09 Wednesday Jul 2014
Posted in Lovecraftian arts
Del Toro has told the Wall Street Journal that his At The Mountains of Madness mega-budget movie adaptation could be revived at Legendary Pictures. He’s now willing to concede on the need to make it as a PG-13 movie [Meaning: Parents Strongly Cautioned that it may be unsuitable for those under 13: but all ages admitted].
“I’ve seen PG-13 become more and more flexible, I think I could do it PG-13 now, so I’m going to explore it with [Legendary], to be as horrifying as I can, but to not be quite as graphic.”
Which sounds like it would be even more Lovecraftian. Nice.
08 Tuesday Jul 2014
Posted in Lovecraftian arts
Super Lovecraft art from Runa Rosina, from her new series “Das Ding auf der Schwelle” (acrylic on toned paper). T’would make someone a fine book cover…
06 Sunday Jul 2014
Posted in Lovecraftian arts, Odd scratchings
Complete scans of certain 1937-39 Weird Tales editions, with ads…
Weird Tales, Jul 1937 (Poem, “To Virgil Finlay”, also Clark Ashton Smith’s poem “To Howard Phillips Lovecraft”)
Weird Tales, Oct 1937 (“The Shunned House”)
Weird Tales, Dec 1937 (“Polaris”)
Weird Tales, Feb 1938 (“From Beyond”)
Weird Tales, Mar 1938 (“Beyond the Wall of Sleep”, Francis Flagg’s poem “To Howard Phillips Lovecraft”)
Weird Tales, Jul 1938 (Poem, “The Messenger”)
Weird Tales, Nov 1938 (“The Nameless City”)
Weird Tales, Apr 1939 (“The Wicked Clergyman”, “The Curse of Yig” credited to Bishop)
06 Sunday Jul 2014
Posted in Films & trailers, Historical context
Restored version of the silent movie Down To The Sea in Ships (1922) on YouTube. Lovecraft had missed seeing this when it was first released, but was able to see “the striking New Bedford whaling film” at the Cameo Theatre in New York City on the evening of 26th July 1925.

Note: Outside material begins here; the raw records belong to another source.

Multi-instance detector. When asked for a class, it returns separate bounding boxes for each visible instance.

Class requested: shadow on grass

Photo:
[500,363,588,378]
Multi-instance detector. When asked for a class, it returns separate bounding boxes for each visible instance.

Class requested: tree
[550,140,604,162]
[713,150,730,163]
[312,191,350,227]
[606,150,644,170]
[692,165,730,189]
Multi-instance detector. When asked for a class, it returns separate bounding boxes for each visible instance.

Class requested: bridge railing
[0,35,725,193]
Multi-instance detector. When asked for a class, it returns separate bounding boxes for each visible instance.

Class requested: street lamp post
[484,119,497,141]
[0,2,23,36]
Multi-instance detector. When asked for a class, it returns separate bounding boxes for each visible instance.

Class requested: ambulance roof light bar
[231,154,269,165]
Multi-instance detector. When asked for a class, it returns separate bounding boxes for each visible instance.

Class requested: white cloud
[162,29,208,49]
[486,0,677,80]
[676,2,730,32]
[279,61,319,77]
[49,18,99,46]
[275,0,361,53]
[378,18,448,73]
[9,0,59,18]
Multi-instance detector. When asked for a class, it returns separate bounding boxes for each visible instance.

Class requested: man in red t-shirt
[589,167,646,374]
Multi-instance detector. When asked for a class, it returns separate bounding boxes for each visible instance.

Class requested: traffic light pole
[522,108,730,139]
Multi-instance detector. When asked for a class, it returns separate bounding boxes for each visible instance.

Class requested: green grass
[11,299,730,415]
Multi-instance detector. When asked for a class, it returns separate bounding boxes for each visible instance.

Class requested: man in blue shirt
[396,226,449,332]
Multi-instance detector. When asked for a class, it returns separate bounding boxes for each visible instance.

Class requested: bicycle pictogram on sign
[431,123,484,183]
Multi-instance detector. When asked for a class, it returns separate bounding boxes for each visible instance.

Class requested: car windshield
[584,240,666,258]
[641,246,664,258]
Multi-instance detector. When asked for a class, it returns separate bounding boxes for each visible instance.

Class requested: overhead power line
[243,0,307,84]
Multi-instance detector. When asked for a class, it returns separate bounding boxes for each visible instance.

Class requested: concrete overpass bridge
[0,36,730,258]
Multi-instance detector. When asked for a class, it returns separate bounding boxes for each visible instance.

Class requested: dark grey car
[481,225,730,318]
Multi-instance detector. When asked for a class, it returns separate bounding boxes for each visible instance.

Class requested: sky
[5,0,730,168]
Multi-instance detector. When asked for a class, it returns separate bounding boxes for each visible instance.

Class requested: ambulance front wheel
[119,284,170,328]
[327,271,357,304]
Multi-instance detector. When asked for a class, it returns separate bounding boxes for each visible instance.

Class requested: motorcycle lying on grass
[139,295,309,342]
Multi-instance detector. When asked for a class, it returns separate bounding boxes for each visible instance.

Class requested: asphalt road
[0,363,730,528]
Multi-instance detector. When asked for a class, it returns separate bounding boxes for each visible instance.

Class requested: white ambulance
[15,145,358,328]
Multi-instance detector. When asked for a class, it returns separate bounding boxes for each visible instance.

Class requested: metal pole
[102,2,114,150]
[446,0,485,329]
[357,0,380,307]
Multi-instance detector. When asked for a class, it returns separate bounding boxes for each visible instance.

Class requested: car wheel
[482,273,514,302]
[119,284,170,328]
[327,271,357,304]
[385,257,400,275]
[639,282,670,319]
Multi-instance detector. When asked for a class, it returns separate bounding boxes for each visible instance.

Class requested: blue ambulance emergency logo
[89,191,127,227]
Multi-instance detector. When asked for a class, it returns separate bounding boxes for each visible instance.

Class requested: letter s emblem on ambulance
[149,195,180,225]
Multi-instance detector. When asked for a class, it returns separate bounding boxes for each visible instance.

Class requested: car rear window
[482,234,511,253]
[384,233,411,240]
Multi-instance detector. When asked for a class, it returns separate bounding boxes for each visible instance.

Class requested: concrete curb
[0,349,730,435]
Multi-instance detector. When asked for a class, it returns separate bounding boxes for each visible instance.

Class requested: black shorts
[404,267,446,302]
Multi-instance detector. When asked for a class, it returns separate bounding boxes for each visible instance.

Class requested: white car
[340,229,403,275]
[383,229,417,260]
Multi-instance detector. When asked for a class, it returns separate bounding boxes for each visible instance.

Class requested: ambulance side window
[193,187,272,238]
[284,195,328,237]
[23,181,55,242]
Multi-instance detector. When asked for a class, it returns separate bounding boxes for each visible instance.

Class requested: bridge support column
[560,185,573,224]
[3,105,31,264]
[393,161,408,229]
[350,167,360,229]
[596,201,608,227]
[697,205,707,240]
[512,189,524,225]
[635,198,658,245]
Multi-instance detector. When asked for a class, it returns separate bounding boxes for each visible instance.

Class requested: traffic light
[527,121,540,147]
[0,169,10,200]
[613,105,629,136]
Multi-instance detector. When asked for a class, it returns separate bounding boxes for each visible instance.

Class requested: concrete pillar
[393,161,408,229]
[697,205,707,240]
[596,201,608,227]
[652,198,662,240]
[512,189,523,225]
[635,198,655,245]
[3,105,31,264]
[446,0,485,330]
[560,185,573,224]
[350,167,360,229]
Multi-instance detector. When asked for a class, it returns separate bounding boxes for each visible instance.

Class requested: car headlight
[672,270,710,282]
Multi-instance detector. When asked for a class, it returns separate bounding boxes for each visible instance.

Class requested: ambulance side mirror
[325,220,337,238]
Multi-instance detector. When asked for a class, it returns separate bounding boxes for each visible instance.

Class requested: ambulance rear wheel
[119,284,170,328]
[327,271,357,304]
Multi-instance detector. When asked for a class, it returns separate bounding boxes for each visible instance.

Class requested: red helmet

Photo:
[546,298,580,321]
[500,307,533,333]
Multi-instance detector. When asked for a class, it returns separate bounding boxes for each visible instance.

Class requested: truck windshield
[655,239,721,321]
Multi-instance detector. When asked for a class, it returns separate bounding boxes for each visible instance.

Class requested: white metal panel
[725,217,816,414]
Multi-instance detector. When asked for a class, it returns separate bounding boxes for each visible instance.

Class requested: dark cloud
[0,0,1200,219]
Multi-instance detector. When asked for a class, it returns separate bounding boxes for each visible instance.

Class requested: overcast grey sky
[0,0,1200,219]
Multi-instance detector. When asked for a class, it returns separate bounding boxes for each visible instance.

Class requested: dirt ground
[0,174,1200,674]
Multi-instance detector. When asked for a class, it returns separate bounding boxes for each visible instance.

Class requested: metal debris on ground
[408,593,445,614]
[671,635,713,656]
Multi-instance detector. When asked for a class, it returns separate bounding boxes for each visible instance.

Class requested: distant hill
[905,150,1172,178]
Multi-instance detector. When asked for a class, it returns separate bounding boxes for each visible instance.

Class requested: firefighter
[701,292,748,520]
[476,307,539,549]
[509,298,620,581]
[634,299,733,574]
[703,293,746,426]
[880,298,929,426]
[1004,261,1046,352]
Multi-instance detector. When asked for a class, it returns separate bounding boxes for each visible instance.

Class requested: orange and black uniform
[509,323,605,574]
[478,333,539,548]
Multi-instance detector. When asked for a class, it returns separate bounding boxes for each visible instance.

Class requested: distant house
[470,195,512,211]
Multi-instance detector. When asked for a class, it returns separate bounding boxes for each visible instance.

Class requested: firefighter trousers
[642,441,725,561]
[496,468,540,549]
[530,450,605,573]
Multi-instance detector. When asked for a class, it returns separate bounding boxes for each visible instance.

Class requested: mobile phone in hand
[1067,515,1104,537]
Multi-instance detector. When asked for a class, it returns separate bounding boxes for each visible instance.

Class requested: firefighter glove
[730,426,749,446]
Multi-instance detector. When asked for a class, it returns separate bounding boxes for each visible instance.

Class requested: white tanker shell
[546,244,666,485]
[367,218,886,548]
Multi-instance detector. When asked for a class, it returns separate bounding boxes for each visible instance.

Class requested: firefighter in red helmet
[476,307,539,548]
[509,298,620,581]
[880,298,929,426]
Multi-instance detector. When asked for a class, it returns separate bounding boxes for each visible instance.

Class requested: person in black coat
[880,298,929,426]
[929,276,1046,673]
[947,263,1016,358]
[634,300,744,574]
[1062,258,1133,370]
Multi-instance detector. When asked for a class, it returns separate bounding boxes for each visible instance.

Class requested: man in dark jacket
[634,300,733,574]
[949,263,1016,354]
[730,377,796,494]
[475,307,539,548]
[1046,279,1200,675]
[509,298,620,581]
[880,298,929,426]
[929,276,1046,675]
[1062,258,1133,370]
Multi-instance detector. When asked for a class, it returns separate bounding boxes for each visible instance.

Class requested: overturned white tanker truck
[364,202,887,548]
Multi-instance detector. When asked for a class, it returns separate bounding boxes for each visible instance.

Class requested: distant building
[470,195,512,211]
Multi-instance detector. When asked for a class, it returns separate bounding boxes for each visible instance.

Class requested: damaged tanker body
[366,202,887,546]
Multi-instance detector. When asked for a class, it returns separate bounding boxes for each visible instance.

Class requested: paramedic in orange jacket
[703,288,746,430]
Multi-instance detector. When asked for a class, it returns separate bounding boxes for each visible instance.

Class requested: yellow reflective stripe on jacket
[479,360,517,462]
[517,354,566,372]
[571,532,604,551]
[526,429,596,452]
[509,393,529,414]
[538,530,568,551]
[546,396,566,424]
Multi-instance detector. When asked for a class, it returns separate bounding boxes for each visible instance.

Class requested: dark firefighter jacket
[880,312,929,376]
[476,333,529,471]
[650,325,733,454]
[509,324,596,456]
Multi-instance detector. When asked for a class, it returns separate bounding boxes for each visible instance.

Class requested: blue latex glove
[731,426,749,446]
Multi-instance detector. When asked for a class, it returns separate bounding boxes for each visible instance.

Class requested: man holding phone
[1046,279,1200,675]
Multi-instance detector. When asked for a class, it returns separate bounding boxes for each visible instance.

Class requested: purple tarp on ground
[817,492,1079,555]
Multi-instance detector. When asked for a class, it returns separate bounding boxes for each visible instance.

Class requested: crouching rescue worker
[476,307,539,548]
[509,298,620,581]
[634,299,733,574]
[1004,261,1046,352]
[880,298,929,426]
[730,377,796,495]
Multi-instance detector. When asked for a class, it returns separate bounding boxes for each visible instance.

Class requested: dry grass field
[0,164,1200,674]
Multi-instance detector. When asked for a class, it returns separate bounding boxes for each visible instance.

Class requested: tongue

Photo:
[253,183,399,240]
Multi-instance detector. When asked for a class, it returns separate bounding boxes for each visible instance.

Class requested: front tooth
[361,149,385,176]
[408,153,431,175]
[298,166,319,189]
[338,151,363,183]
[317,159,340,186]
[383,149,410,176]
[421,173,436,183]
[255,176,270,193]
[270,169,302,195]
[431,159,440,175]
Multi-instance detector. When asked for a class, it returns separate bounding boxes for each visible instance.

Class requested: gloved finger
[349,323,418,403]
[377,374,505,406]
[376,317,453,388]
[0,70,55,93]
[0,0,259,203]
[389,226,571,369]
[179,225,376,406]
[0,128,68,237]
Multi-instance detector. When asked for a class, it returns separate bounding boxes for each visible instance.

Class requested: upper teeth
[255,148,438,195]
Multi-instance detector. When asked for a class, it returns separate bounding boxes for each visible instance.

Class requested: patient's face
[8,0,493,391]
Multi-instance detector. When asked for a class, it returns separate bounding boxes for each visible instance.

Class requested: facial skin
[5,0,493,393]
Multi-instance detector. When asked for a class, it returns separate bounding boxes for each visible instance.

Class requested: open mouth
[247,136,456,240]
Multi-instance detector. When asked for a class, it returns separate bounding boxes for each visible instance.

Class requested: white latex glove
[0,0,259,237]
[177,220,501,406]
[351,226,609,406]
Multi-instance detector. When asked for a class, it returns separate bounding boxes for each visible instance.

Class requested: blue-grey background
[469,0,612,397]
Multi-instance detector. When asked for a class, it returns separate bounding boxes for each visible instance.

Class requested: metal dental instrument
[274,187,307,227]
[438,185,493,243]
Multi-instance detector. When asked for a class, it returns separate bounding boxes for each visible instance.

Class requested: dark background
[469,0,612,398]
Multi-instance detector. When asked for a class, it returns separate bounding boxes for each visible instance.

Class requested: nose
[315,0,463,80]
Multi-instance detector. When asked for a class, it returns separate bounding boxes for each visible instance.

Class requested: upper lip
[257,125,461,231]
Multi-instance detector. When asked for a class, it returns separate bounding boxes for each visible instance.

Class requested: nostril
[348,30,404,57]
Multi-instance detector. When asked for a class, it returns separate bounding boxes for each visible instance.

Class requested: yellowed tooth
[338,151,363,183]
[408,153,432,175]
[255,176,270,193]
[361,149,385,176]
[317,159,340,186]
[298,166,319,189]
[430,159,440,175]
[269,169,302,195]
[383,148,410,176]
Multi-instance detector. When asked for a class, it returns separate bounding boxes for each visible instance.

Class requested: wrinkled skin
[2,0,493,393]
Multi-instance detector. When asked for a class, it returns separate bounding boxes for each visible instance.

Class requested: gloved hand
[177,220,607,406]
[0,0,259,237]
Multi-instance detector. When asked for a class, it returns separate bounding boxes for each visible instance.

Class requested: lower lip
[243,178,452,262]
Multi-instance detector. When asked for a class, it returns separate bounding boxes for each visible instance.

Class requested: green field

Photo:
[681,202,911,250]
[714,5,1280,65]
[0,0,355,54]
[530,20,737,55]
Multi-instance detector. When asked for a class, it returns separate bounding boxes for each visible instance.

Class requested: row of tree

I had never imagined that so perfect an evocation of the old whaling days could be possible. The pictures were taken either actually in New Bedford or at sea, & shew the actual surviving houses, churches, whaves, ships, & accessories. To one who has lately read “Moby Dick” and “The Gam“, the film was incredibly impressive. “Faking” it was impossible—for one beheld the whales spouting in full splendour, the chase of the boats, the throwing and landing of the harpoon [and] it was the actor himself, seen full in the face, who threw the successful dart […] The whole film is of inestimable historical value [especially since the last American] whaler has gone to its eternal rest [so now…] whaling is done in steam vessels—mostly Norwegian—with auxiliary launches …” (Letter to Lillian D. Clarke, 27th July 1925)
Aha, so now we have the answer on Moby Dick! It was “almost certain” that he read it in mid April 1925. And now there’s 100% proof he read it then. The above quote even gives a possible source for his idea of having a “Norwegian sailor Gustaf Johansen” in “The Call of Cthulhu”.
Lovecraft may also have been rather thrilled to see a stock type in the movie, who looked remarkably like himself…
Photo of the Cameo Theatre, NYC, c. 1930.
Later, in August 1929, Lovecraft saw the New Bedford Whaling Museum (Jonathan Bourne Whaling Museum). He also visited the aquarium at Wood’s Hole, suggesting his aversion to sea-food did not extend to live specimens.